Insomnia.  Most entrepreneurs suffer from it at more than one point in their lives.  Sleepless nights are one aspect of human existence many can relate too.  I've been feeling like I can't differentiate the nights from the mornings....the Sunday's from the Mondays...the 31st from the 1st.  Feeling like I'm in some kind of terrible movie where the plot is so confusing you'd much rather read the book.  It is a new feeling, though I've had countless sleepless nights in the past, they all stemmed from emotional/psychological turmoil.  This is all based on the notion that I am expanding myself....taking on new projects...and if you know me or follow me somewhere, getting to LA.  I knew the pressure would be up this year but being me I thought I'd be able to just breezy my way through.  

NAH.

Writing is my personal creative tool.  I manage myself and I've been building a creative writing portfolio, in hopes it will land me something major and get me to LA quicker. Its definitely a new commitment.  I love it.  It is giving me more control over how I earn money.

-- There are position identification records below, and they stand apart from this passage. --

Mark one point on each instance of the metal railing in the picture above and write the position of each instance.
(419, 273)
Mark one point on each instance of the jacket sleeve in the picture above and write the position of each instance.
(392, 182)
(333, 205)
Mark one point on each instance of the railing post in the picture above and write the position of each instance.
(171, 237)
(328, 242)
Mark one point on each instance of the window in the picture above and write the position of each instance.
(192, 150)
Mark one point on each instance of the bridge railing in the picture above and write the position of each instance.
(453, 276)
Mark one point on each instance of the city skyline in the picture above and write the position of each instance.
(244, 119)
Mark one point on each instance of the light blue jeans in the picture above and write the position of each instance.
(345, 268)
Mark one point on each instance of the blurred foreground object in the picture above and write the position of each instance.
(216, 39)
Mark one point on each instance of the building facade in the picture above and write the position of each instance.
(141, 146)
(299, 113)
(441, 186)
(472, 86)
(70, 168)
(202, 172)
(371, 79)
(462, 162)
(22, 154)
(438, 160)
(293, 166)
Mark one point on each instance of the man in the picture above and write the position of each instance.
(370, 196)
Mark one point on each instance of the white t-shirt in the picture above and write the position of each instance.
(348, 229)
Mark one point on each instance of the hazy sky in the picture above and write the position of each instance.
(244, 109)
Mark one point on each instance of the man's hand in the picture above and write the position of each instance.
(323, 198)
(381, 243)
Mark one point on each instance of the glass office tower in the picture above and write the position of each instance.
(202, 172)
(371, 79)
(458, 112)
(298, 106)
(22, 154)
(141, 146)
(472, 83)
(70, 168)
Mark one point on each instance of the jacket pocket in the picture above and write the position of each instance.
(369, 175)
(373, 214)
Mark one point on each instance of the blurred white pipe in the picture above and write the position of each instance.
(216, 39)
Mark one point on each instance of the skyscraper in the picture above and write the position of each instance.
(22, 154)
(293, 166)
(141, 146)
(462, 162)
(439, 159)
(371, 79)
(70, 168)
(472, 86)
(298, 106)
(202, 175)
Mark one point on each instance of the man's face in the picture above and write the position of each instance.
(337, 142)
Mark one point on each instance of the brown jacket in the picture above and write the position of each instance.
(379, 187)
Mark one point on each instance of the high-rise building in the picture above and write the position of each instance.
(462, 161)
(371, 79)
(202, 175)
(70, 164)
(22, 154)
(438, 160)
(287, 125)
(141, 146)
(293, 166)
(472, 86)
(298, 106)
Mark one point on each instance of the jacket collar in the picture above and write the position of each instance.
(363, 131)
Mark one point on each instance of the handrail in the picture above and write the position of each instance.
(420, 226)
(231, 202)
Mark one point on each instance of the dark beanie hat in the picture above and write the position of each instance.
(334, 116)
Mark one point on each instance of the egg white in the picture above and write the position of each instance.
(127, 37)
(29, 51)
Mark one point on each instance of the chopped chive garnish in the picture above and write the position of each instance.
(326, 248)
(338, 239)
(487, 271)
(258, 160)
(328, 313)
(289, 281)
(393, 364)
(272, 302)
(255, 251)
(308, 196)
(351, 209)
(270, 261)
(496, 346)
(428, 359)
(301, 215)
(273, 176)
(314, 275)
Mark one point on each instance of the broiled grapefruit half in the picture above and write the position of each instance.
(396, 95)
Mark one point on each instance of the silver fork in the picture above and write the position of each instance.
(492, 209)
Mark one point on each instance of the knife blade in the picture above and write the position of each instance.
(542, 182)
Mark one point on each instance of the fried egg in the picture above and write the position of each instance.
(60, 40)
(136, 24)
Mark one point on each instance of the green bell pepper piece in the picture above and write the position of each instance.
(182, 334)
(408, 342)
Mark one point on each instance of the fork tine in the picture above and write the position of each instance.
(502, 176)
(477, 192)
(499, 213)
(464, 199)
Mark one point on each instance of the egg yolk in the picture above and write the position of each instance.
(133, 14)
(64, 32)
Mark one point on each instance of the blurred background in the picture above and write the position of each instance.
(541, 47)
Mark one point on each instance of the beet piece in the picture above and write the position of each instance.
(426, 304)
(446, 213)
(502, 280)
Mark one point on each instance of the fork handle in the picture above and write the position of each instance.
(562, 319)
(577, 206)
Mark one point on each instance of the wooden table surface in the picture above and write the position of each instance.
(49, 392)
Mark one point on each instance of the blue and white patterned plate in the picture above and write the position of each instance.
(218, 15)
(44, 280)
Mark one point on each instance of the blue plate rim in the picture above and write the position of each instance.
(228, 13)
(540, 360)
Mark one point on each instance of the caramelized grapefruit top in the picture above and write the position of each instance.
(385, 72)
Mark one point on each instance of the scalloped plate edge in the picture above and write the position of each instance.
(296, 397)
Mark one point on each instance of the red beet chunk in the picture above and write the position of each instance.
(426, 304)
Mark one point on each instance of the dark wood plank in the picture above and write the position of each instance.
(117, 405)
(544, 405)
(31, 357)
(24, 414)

It's everything but easy.  Nothing worth it ever comes easy so this is no shocker.  But I need sleep.  I booked a mini getaway and it will be the first in over a year.  Sleep and self indulgences are the only thing on the to-do list.  The fact that I make to-do lists for a getaway can show you just how crazy I'm becoming.  Burning out.....

You have to realize it before it's too late because burn out can cause you to want to just seek out alternatives and we know we don't want that. #TeamSelfMade I'm not alone.  You're not alone.  Even if you're not an entrepreneur everything I've said is relate-able.  Young twenty something year olds are fighting to setup their life THEIR way.  I know a lot of people who are still under the cushion of Mom and Dad but let's just be honest, you don't feel proud.  Time always seems to be against us also so the space between 25 to 30 comes faster then you thought.  This is why I'm close to burnout.  Because the clock is ticking and I'm not where I want to be.


Sighs


Until I have more realness to share....be well!